If you are just interested in a correct solution, take @PauloMoura's solution. Here is what I think the intention of this exercise was. Take your original program, it seems (at first sight), that one can remove the goal even(N) in the second clause.

But before that, let me make clear that the predicate name doubles/2 is a misnomer. I'd rather say list_semidoubled/2...

odd(N) :-
   N mod 2 =:= 1.

double([], []).
double([N|L], [N|D]) :-
   odd(N), !, double(L, D).
double([N|L], [M|D]) :-
   % even(N),
   M is 2*N, double(L, D).

However, the cut above does a little bit more than we expected. It does not cut when odd(N) is true alone, but there is a tiny little extra condition that sneaked into our program. Do you see it? Let's have a look at the relevant part:

double([N|L], [N|D]) :-
   odd(N), !, ...

There is odd(N), but look above! In the head another condition is lying there. And it waits until it can wreak havoc! The "hidden" condition is:

If N is equal (unifies) to the first element in the second argument!

Let's try it out!

?- double([1], Xs).
   Xs = [1].

Worx as expected, does it not. However:

?- double([1], [2]).
   true.

Tiens, what is happening here? That should fail!

A predicate that behaves in that way lacks steadfastness. We would expect the query to fail, for Prolog did not show us this solution.
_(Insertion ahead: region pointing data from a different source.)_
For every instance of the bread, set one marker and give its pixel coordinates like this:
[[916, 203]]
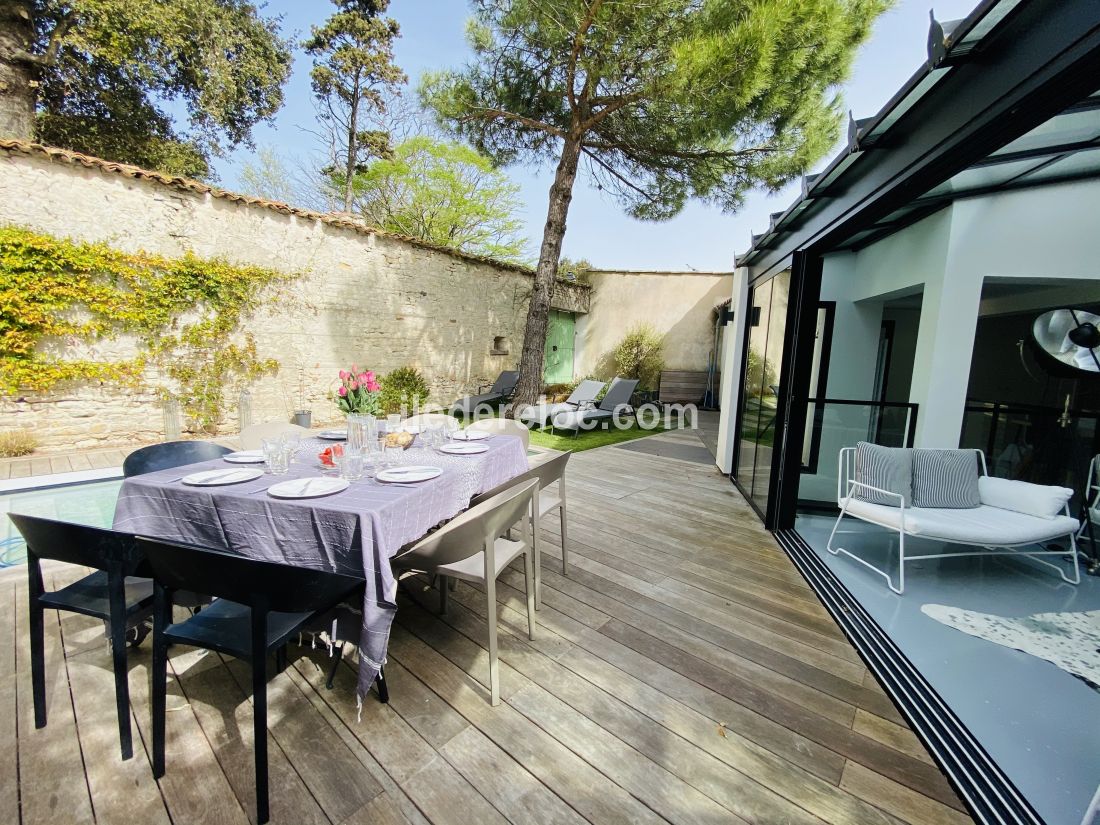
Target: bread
[[399, 439]]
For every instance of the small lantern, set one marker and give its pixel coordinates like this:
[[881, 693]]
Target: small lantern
[[172, 427], [244, 409]]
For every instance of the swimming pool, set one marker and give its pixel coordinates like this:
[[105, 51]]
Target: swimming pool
[[86, 504]]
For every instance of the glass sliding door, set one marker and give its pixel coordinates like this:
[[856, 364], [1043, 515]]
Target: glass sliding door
[[760, 396]]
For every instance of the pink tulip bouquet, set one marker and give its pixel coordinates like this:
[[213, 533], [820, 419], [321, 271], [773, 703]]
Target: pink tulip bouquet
[[359, 392]]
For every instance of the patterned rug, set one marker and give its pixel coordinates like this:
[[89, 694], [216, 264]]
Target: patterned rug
[[1069, 640]]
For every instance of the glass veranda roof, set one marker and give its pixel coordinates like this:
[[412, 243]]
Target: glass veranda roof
[[1065, 147]]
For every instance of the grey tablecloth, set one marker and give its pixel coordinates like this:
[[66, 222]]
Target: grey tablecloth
[[355, 531]]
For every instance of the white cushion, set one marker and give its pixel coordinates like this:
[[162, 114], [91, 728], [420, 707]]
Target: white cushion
[[541, 413], [1034, 499], [982, 525]]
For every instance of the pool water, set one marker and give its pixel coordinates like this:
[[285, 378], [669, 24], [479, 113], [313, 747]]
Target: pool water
[[86, 504]]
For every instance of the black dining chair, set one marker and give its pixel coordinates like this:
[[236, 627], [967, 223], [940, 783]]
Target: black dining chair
[[111, 594], [169, 454], [260, 606]]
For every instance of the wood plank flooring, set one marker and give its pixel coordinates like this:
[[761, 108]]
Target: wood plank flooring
[[31, 465], [682, 673]]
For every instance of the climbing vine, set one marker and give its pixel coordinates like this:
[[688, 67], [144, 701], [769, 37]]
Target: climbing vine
[[184, 312]]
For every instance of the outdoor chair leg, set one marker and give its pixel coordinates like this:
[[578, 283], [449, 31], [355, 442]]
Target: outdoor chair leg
[[537, 554], [383, 690], [564, 539], [260, 710], [162, 617], [1093, 563], [117, 597], [529, 583], [494, 666], [336, 663], [37, 641]]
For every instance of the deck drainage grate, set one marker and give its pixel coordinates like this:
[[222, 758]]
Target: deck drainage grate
[[988, 793]]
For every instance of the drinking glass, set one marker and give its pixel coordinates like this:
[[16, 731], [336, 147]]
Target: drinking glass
[[355, 431], [276, 457], [393, 455], [351, 464]]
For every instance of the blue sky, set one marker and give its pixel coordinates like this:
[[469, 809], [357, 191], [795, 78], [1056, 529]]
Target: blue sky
[[700, 238]]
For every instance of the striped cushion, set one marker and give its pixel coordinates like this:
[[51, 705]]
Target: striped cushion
[[887, 468], [945, 479]]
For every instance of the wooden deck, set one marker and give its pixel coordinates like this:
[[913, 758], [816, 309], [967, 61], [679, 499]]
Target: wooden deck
[[683, 673], [46, 464]]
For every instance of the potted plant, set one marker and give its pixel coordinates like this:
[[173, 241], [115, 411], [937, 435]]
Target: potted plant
[[359, 392]]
So the cut above does not always cut as you expected, but a little less than that. Errors as these are often quite difficult to locate, so it is a good idea to avoid them right from the beginning. You have several options:

1 Stick to pure, monotonic Prolog

This is probably the best for beginners. And it is not necessarily less efficient. I'd rather:

double(Xs, Ys) :
   maplist(n_semidoubled, Xs, Ys).

n_semidoubled(X, Y) :-
   M is X mod 2,
   (  M = 0,
      Y is X*2
   ;  M = 1,
      Y is X
   ).

This can be improved to — slightly hackerish:

 n_semidoubled(X, Y) :-
    Y is X*(2-X mod 2).

2 Use (\+)/1, once/1, if-then-else

@PaulMoura already showed you one such possibility. Another is to use (\+)/1:

n_semidoubled(X, X) :-
   odd(X).
n_semidoubled(X, Y) :-
   \+odd(X),
   Y is X*2.

3 Reduce the scope of the cut

If you are now still determined to use this construct, try to restructure your program such that the scope of the cut is as local as possible. That is, instead of placing the cut in the recursive rule, rather make a local predicate:

doubles([], []).
doubles([E|Es], [M|Ms]) :-
   n_semidoubled(E, M),
   doubles(Es, Ms).

n_semidoubled(E, M) :-
   odd(E),
   !,
   M is E.
n_semidoubled(E, M) :-
   M is E*2.

There is another anomaly in your original program which is independent of the cut issue. Consider:

?- double([1*1],Xs).
   Xs = [1*1].
0
Paulo Moura On

You can use instead the standard if-then-else control construct:

double([], []).
double([N|L], [M|D]) :-
    (   even(N) ->
        M is 2*N
    ;   M is N
    ),
    double(L, D).

A performance advantage of this alternative solution (besides avoiding repeating computations when an integer is not odd) is that, assuming your Prolog system implements first-argument indexing (as most do), the correct clause for the double/2 predicate will always be picked at each call without creating a choice-point (assuming that the predicate is called with the first argument instantiated but this or your definition definition would not work otherwise). Note that, in the first clause, the first argument is an atom (the empty list) while in the second clause the argument is a (non-empty) list. First argument indexing is used to avoid trying clauses during a proof that cannot be used to resolve the current goal.